Albums of the Year 2017: Yusuf/Cat Stevens - The Laughing Apple The spiritual songsmith rode back on
2017 was the year I began to feel my age. It started with mild fatigue and soon progressed to general world-weariness. I wasn't the only one feeling worn-out. This year everyone seemed tired and angsty. From Brexit to Harvey Weinstein, hardly a week went by without some section of society becoming upset. The world was in dire need of some old-fashioned peace, love and understanding. I got my dose from Yusuf's The Laughing Apple.
I first heard the songs at the album's launch party in London where Yusuf was playing live. On the walls were a selection of photos from the Cat Stevens days, showing the singer looking handsome and freewheeling. The man in front of us, by contrast, looked calm and wise. And yet, as soon as he struck the opening chords of "See What Love Did to Me", that old wild-eyed optimism started to shine through
The Laughing Apple was a deliberate attempt to recreate the feel of the Tea for the Tillerman era. It was made up of three new songs and eight re-interpretations of forgotten tracks from the Sixties and Seventies, all infused with childlike wonder and avuncular wisdom. Three songs, in particular, stood out: "See What Love Did to Me" was full of warmth and thoughtfulness. "Got a Thing About Seeing My Grandson Grow Old" oozed empathy and emotion. My favourite was "You Can Do (Whatever!)". It made me feel like I was fifteen, again, full of plans and schemes.

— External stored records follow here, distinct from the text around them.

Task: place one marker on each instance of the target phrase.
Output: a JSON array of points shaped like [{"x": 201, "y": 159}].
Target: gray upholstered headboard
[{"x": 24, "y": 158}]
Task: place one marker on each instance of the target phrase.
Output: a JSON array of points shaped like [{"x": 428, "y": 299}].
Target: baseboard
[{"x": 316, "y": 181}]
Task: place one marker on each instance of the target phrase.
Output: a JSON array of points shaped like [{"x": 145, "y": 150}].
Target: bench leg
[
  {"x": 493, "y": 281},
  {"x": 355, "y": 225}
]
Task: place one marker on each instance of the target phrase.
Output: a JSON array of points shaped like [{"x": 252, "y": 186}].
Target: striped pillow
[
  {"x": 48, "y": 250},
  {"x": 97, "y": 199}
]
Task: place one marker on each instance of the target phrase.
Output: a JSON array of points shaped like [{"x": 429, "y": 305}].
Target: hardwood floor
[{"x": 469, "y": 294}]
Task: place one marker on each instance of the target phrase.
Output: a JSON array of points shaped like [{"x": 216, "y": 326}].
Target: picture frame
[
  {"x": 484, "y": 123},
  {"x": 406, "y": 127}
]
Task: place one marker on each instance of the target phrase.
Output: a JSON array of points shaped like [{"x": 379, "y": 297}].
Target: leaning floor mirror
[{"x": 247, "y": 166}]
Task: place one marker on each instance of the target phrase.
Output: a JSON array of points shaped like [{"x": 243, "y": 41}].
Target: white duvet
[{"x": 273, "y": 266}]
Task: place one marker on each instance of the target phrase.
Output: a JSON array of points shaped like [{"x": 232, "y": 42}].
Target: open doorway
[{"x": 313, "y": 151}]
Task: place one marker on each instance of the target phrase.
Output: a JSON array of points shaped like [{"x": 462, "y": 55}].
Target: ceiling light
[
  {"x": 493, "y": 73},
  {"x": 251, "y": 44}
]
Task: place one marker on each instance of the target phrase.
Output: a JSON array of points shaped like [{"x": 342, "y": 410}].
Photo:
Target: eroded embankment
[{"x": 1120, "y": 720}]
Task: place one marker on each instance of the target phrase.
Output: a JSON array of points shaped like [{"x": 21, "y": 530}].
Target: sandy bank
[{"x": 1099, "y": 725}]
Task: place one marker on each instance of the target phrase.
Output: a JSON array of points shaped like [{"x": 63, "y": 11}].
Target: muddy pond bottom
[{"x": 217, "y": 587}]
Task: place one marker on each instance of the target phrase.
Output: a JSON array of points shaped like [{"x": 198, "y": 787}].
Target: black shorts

There were many other fine albums I could have chosen as my album of the year. St Vincent's Masseduction, for instance, or Laura Marling's Semper Femina. But, ultimately, the former was a little too hipster and the latter, a tad too earnest. Both were also very 2017. The Laughing Apple, on the other hand, felt timeless. It rose above the here and now and spoke with existential force. The result was a genuinely restorative experience.